Some tardigrades have great migratory capacities, and eu-tardigrade species such as Macrobiotus hufelandi and Milnesium tardigradum may be true cosmopolitan species. The eggs of Macrobiotus species have been found in air-plankton collected by airplanes at several thousand feet. In Greenland, hetero-tardigrades have been found in rainwater samples after the powerful foehn storms. It is known that Echiniscus testudo is capable of migrating with the winds from one continent to another in its anhydrobiotic stage. However, the species has never been found in Australia, so it is not a true cosmopolitan. Dispersal in marine tardigrades is lesser known, but the tidal tardigrade, Echiniscoides sigismundi, may spread with the empty exuvia of the barnacles inside of which it lives.
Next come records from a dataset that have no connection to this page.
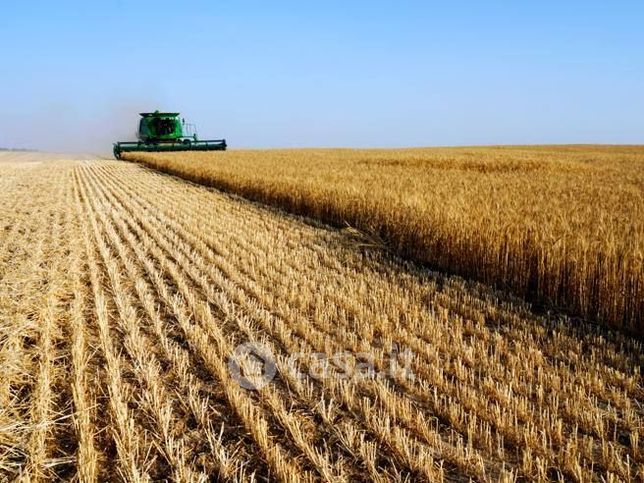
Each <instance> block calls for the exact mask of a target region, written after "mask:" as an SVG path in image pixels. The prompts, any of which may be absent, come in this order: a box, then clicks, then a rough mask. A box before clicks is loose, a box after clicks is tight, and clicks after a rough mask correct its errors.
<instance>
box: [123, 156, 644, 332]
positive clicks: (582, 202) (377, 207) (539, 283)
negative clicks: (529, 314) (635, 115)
mask: <svg viewBox="0 0 644 483" xmlns="http://www.w3.org/2000/svg"><path fill="white" fill-rule="evenodd" d="M126 157H127V159H131V160H135V161H140V162H143V163H145V164H147V165H149V166H152V167H154V168H157V169H161V170H163V171H166V172H170V173H173V174H177V175H179V176H182V177H184V178H188V179H191V180H193V181H197V182H200V183H205V184H208V185H212V186H215V187H218V188H222V189H225V190H229V191H232V192H234V193H238V194H241V195H243V196H246V197H249V198H251V199H255V200H259V201H262V202H268V203H272V204H275V205H277V206H280V207H282V208H285V209H286V210H288V211H291V212H295V213H298V214H304V215H308V216H312V217H315V218H319V219H322V220H323V221H326V222H331V223H333V224H336V225H339V226H345V225H346V224H349V225H351V226H354V227H356V228H358V229H359V230H361V231H363V232H366V233H367V234H368V235H370V237H371V238H372V240H373V239H375V241H376V242H380V241H382V242H384V243H385V244H386V245H388V246H389V247H390V248H391V249H393V250H394V251H396V252H397V253H400V254H402V255H404V256H406V257H411V258H413V259H415V260H419V261H421V262H427V263H429V264H430V265H432V266H433V267H436V268H438V269H441V270H447V271H449V272H451V273H455V274H460V275H465V276H468V277H474V278H476V279H478V280H480V281H483V282H486V283H491V284H495V285H496V286H498V287H501V288H509V289H511V290H512V291H513V292H514V293H515V294H517V295H520V296H524V297H526V296H527V297H529V298H532V299H534V300H535V301H538V302H546V303H547V304H548V305H549V306H555V307H563V308H566V309H568V310H569V311H570V312H571V313H572V314H573V315H581V316H583V317H586V318H592V319H596V320H600V321H602V322H604V323H607V324H609V325H613V326H616V327H621V328H624V329H627V330H631V331H632V332H634V333H637V334H640V333H641V331H642V330H644V327H643V326H642V320H644V264H643V261H644V258H643V257H644V148H642V147H627V146H613V147H602V146H559V147H548V146H543V147H514V148H499V147H495V148H452V149H446V148H442V149H406V150H270V151H259V150H258V151H230V152H225V153H219V152H218V153H205V154H204V153H174V154H172V153H130V154H128V155H127V156H126Z"/></svg>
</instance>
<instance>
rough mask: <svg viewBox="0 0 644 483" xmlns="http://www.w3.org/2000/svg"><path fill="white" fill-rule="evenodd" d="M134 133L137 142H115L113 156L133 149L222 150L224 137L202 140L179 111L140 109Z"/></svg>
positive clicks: (151, 151)
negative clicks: (146, 109)
mask: <svg viewBox="0 0 644 483" xmlns="http://www.w3.org/2000/svg"><path fill="white" fill-rule="evenodd" d="M139 115H140V116H141V119H140V121H139V128H138V130H137V133H136V136H137V138H138V139H139V140H138V141H133V142H130V141H125V142H116V143H114V157H115V158H116V159H121V154H122V153H127V152H136V151H149V152H158V151H225V150H226V140H225V139H211V140H201V139H199V138H198V137H197V131H196V129H195V128H194V125H192V124H186V122H185V120H184V119H180V118H179V113H178V112H159V111H154V112H141V113H139Z"/></svg>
More than a hundred eggs of this tardigrade were found on one ex-uvium from the barnacle, Semibalanus balanoides. Ships may also help to disperse marine tardigrades. One example is the subspecies of Echiniscoides sigismundi in Australia. Along the coast of eastern Australia and in the Coral Sea, the subspecies Echiniscoides sigismundi polynesiensis is found, but in Nielsen Park in Sidney Harbor, the nominate form (Echiniscoides sigis-mundi sigismundi) was found on barnacles. The nominate form was described from Northern Europe and the subspecies, E. sigismundi polynesiensis, from the island of Tiahura in the Pacific Ocean. The only explanation for the presence of the nominate form in Sidney Harbor must be that ships from Europe have carried it from Europe to Australia.

Many species of tardigrades are not cosmopolitan. Species found in hot or warm springs may be endemic. The meso-tardigrade, Thermozodium esakii, discovered in a hot sulfur spring in Nagasaki, was only found on one occasion, and may be extinct now. The very aberrant eutardigrade, Eohypsibius nadjae, was described from a cold mud volcano from west Greenland. Later, it was found in cold springs in the Faroe Islands and in the northern part of Italy. This unique species may be an Arctic relict that survived in cold springs. Several genera of Heterotardigrada show the old Gondwana (South America, Southern Africa, India, Antarctica, Australia, and New Zealand) distribution.